Oil Slips Before Doha Talks as IEA Sees Global Market Balancing
Mark ShenkApr 17, 2016 10:16 pm ET
(Bloomberg) — Oil slipped a second day as a meeting of major crude producers in Doha this weekend is seen having minimal impact on supplies.
Futures slipped 0.6 percent in New York. Delegates from OPEC and other oil-producing countries have started arriving in Doha, Qatar’s Energy Minister Mohammed Al Sada said in a statement on Thursday, noting a “positive feeling” ahead of the summit. Declines eased earlier as the International Energy Agency said in a report that global oil markets will “move close to balance” as lower prices take their toll on output outside OPEC.

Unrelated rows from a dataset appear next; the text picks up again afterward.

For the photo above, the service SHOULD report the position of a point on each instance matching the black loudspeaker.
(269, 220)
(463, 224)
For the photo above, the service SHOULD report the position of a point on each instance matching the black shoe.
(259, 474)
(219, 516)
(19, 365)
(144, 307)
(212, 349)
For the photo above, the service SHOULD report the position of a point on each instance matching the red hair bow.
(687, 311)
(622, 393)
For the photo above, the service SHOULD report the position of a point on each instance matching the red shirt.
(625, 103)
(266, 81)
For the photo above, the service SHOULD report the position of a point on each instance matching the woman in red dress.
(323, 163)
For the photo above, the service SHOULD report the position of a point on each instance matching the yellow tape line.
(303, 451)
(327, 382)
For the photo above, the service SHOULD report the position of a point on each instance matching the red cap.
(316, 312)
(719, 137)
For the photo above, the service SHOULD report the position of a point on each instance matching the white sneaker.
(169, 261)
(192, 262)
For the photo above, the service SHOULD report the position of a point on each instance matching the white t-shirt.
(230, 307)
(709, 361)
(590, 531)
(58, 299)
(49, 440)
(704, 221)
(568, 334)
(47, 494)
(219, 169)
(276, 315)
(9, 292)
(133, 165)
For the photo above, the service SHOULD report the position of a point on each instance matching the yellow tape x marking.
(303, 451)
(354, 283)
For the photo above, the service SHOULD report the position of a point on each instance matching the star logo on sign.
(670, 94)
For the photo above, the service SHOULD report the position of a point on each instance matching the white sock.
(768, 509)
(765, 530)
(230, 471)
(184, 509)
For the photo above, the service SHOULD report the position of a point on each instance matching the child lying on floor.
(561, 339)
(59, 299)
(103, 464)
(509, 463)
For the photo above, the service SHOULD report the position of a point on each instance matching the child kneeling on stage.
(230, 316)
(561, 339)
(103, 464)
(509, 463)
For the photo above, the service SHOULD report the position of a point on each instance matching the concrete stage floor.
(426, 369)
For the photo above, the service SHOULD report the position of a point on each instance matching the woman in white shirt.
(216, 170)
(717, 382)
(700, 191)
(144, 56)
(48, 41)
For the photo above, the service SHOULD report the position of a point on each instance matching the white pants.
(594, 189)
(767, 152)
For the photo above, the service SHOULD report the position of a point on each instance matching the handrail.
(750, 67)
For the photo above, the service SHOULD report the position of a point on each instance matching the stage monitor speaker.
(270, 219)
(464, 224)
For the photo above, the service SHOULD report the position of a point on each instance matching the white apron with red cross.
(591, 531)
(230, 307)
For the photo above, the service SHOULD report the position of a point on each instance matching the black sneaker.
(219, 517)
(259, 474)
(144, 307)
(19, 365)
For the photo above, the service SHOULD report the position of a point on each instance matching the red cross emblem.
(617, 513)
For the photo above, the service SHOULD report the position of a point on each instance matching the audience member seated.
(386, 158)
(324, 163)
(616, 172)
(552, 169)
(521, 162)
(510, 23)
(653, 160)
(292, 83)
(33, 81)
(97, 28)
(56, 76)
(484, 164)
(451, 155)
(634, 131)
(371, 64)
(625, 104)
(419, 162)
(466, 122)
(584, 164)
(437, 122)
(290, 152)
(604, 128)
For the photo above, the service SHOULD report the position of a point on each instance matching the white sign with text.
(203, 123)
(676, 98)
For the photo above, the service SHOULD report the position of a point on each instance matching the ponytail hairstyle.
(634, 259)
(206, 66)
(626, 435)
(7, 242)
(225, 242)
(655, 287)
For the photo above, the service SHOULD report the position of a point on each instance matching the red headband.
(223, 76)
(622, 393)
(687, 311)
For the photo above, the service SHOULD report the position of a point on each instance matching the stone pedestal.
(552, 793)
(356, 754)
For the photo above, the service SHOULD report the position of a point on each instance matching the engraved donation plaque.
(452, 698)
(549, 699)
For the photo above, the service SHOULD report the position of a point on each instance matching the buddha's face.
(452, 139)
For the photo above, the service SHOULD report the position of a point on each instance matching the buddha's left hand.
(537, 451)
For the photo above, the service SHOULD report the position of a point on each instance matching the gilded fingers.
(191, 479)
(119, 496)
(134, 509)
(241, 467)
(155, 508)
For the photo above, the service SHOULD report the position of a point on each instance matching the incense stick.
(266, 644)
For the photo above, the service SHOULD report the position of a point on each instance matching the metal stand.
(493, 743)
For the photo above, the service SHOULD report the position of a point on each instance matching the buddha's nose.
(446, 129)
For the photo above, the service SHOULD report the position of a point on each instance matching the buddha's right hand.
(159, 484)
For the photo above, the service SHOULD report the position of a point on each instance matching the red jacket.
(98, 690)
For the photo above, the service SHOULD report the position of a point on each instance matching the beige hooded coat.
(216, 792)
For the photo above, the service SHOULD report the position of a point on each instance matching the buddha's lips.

“There’s all this talk about Doha in the market but even if they announce an agreement to freeze the impact will be minimal,” said Dan Heckman, senior fixed-income strategist in Kansas City, Missouri, at U.S. Bank Wealth Management, which oversees about $127 billion. “The Saudis and Russians are already pumping at near record levels.”
Oil prices, which sank to the lowest level in almost 13 years in February amid a global surplus, have rebounded in the past two months as producers work on a plan to cap supply. While 40 analysts and traders surveyed by Bloomberg were evenly split over whether the Doha talks will succeed, a majority of those who predicted a deal said it would have no impact on actual flows of crude.
West Texas Intermediate for May delivery dropped 26 cents to settle at $41.50 a barrel on the New York Mercantile Exchange. The contract dropped 1 percent to $41.76 on Wednesday after rising 13 percent the previous three sessions.
U.S. crude inventories rose by 6.6 million barrels last week to 536.5 million, the most since 1930, according to the Energy Information Administration. Crude production fell to 8.977 million barrels a day last week, agency data show. It was the first decline bellow 9 million barrels in 18 months.
OPEC said Wednesday it may deepen cuts to its forecast for global oil demand growth due to slowing economic expansion in emerging markets, warmer weather and the removal of fuel subsidies.
Iran’s crude shipments have risen by more than 600,000 barrels a day this month, adding to the pressure facing producer nations as they prepare to meet in Doha.